Et lorsque les médias s'étaient emparés de l'affaire puisqu'en vérité, rares sont les crimes commis par des personnes atteintes de schizophrénie, je la revivais en temps réel. C'était devenu le grand fait divers glauque de cette fameuse année et un cauchemar éveillé pour moi.

Je scrute le visage de l'homme toujours silencieux assis à mes côtés, il semble fermé et son regard reste figé dans le vide. Cet aveu n'est que la moitié de ma réalité, alors pour tenir ma promesse, je continue mon récit en sentant ma gorge se nouer.

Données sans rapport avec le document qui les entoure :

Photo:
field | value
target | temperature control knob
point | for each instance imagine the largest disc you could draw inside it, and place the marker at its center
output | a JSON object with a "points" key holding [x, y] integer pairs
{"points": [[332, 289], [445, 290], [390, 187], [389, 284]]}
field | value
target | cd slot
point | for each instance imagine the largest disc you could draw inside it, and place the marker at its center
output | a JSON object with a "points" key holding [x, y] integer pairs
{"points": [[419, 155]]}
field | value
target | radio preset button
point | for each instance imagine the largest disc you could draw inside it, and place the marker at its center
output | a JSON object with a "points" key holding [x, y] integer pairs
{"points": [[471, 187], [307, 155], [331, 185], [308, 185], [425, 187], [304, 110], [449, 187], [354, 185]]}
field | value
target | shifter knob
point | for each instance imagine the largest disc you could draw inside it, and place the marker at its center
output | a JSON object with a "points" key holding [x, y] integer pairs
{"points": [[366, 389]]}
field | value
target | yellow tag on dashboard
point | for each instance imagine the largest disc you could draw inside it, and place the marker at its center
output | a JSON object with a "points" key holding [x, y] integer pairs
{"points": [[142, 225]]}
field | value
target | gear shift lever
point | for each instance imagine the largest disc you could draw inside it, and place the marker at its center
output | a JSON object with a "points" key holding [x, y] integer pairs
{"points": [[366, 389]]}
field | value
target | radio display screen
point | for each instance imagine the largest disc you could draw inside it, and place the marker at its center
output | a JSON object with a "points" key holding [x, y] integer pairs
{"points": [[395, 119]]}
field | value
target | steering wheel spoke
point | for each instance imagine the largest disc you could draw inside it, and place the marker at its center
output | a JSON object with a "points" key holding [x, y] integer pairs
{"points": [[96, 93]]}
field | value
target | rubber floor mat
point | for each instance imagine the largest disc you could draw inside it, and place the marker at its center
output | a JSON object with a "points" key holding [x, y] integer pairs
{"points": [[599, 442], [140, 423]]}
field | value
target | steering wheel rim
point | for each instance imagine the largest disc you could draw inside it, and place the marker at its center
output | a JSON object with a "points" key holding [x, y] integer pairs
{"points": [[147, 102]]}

- Par la suite, je suis allée rendre visite à Alexandre, dans l'attente de son procès. J'avais besoin de comprendre, même si aujourd'hui, j'ai conscience que l'absurdité de son geste est seulement liée à sa pathologie. Je lui posais des questions, le faisant inlassablement revivre la scène, utilisant sans m'en rendre compte manipulation et psychologie inversée pour avoir des réponses. Techniques qui sur un être aussi instable n'ont pas eu d'autres effets que d'insérer dans son esprit désormais sous traitement et plus lucide, la culpabilité grandissante de son acte. Arrosant ainsi à chacune de mes entrevues la graine que j'avais semé. Jusqu'au jour où en me présentant à l'accueil, j'apprenais son décès.

Frottant toujours ma cicatrice, les larmes coulent et l'indignité de mon existence face à ce somptueux spectacle silencieux me pèse un peu plus.

- Je me souviens des articles à ce sujet. Alors tu as choisi de te punir toi même soumettant ton esprit ainsi que ton corps... Murmure-t-il entre ses mâchoires contractées.

C'était vrai, du moins jusqu'à ce que la violence des actes et des coups portés à ce dernier me fassent fuir en Angleterre cherchant alors, une nouvelle façon de me condamner.

Je reste muette en écoutant sa conclusion empreinte de vérité. Ma langue s'est déliée, ma mémoire s'est ravivée et à présent les visages de tous ses êtres s'entrechoquent dans mon esprit.

- Ne crois-tu pas t'être suffisamment punie ? Me demande t-il en sondant mon regard embué.

Je secoue frénétiquement la tête de gauche à droite et prends seulement maintenant conscience du tutoiement qu'il m'octroie.